Bernie Ecclestone Tells London High Court Banker Payment Was 'Insurance Policy'
F1 CEO Bernie Ecclestone "has scored an early victory" in a legal battle about the value of F1 as the claim against him as been reduced by $30M to $140.4M, according to Christian Sylt of the London INDEPENDENT. The F1 boss took the stand Wednesday to "answer charges that a stake in the sport was undervalued" when it was sold by German bank BayernLB (BLB) to private equity firm CVC in '06 (INDEPENDENT, 11/6). REUTERS' Keith Weir reported Ecclestone said a multi-million dollar payment to a jailed German banker was an "insurance policy." Ecclestone denied "it was linked to the sale of a stake in the business to private equity firm CVC." Ecclestone said that he paid German banker Gerhard Gribkowsky £10M ($16M), but said that was because Gribkowsky "was threatening to make damaging claims about a family trust to the British tax authorities" that could have cost him up to £2B ($3.2B). Ecclestone: "What I paid him was a very small amount, what I call an insurance policy." Ecclestone called it "quite a cheap insurance policy." He said that "there was no link" to a deal in which CVC paid BayernLB $830M for a 47% stake in F1. Ecclestone: "This issue was nothing to do with anyone except Gribkowsky and myself, nobody else" (REUTERS, 11/6).

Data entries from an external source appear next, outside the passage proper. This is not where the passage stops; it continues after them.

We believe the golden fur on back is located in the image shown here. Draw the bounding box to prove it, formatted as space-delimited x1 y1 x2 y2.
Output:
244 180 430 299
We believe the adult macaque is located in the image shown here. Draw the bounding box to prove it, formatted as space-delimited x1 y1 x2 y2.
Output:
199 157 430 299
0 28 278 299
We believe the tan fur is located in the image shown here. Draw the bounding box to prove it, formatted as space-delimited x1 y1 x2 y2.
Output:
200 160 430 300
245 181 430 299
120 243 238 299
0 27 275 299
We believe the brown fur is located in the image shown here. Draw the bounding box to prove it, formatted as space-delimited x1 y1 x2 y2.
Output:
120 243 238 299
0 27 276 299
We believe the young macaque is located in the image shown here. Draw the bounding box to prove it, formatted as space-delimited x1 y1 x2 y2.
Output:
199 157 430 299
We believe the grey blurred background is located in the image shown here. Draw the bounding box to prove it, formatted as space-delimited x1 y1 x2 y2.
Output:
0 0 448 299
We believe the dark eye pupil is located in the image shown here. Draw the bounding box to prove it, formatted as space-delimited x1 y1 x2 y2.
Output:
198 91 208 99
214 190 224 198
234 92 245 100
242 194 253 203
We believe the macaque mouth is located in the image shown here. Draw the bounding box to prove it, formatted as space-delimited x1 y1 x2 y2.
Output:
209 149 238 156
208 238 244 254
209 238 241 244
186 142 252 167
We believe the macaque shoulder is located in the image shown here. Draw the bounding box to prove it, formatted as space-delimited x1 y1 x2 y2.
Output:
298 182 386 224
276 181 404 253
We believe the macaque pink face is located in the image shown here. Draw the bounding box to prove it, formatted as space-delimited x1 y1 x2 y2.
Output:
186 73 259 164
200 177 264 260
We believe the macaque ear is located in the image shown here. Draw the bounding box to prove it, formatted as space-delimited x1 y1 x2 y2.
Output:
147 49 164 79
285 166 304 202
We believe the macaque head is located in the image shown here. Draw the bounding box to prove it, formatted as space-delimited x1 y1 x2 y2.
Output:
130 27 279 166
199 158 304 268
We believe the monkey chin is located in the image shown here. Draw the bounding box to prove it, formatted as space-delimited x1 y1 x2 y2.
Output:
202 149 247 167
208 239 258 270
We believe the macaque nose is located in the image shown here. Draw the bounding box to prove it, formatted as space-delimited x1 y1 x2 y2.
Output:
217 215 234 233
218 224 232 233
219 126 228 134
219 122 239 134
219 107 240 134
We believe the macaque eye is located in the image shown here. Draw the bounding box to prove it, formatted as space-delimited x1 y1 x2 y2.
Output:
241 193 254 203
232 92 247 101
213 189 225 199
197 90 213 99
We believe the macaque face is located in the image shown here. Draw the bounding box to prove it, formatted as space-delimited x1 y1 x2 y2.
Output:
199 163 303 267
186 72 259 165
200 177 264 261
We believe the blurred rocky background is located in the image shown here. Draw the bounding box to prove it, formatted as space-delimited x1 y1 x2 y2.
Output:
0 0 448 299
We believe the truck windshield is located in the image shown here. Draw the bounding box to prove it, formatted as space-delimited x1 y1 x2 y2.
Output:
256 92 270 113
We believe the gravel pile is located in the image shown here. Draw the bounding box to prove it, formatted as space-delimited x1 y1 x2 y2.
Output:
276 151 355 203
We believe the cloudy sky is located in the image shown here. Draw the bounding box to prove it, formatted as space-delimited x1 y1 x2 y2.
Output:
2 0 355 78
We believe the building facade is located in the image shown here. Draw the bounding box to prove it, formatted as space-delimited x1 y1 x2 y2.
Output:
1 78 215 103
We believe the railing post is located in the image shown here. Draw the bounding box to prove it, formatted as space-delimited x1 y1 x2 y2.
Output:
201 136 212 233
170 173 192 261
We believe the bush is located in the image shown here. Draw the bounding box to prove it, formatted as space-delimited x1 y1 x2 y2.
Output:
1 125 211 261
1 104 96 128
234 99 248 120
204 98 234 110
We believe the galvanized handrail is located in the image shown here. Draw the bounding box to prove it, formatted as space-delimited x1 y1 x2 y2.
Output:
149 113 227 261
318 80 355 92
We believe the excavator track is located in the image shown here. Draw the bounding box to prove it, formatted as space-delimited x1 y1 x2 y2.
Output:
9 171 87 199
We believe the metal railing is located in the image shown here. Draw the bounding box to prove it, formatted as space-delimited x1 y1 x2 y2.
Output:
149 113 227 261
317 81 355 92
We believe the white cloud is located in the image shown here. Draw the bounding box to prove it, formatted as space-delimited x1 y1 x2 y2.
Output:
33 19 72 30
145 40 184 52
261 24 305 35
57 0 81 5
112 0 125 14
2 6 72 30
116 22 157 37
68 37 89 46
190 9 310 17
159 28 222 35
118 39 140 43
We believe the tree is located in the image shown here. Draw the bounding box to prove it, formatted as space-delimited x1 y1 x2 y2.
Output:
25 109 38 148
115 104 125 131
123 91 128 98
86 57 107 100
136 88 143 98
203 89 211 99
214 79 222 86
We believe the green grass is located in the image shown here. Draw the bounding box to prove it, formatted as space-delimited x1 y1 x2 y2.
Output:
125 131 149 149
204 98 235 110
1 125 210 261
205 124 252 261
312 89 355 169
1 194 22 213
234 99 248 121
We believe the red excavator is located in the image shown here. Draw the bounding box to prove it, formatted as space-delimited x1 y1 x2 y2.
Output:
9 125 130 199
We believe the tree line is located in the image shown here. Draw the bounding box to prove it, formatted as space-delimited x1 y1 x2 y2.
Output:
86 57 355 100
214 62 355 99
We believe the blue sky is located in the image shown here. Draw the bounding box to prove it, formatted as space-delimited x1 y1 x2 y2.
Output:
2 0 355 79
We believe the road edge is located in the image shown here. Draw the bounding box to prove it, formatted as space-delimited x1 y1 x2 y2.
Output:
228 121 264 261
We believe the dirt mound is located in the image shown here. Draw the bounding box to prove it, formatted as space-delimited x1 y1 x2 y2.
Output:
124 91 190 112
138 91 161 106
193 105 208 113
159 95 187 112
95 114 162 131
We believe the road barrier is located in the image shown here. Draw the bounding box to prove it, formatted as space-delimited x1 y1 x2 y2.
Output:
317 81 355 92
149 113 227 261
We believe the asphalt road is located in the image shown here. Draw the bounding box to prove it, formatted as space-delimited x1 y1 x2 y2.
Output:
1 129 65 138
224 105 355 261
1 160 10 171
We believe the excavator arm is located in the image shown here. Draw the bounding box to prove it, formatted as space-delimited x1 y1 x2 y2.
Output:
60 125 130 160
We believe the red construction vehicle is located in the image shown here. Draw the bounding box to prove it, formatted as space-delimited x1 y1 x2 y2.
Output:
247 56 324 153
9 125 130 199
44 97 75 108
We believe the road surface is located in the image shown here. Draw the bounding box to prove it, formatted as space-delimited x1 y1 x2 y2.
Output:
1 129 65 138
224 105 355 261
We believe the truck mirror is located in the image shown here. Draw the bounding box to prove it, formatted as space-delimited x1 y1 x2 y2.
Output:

SHAKE DOWN: BLOOMBERG's Kit Chellel reported Ecclestone "was asked whether he denied making the payments to newspapers" and the F1 board in '11 after Gribkowsky was arrested on suspicion of receiving bribes. Ecclestone: "I was being shaken down." Philip Marshall, a lawyer for Constantin said Ecclestone had told a newspaper in '11 the bribery allegations were "absolute nonsense." Ecclestone "admitted making payments and denied being dishonest when asked about it afterward." Ecclestone said, "I was more concerned with this whole matter being kept out of the public," because of Gribkowsky’s threats to tell British tax authorities about a family trust. He said he told the truth to journalists, F1 execs and investigators from CVC (BLOOMBERG, 11/6). The London TELEGRAPH reported giving evidence in the damages case brought by Constantin Medien, Ecclestone "repeated previous statements that he was being put under pressure by Gribkowsky who he feared would make false claims about his tax affairs." He "denied misleading" F1 board members including ad group WPP CEO Martin Sorrell and Nestle Chair Peter Brabeck about payments to Gribkowsky. Ecclestone: "It wasn't the slightest concern of theirs" (TELEGRAPH, 11/6). Also in London, Kevin Eason wrote "it would be an ordeal for anyone to answer such detailed and intensive questioning, but Ecclestone was 83 last month and occasionally seemed his age." Before the hearing, Ecclestone’s lawyers told the court that "their client suffered fading eyesight and was hard of hearing." Ecclestone "had to take his spectacles off to read the long list of documents presented to him and many of his murmured answers were inaudible in the far reaches" off the packed courtroom (LONDON TIMES, 11/7).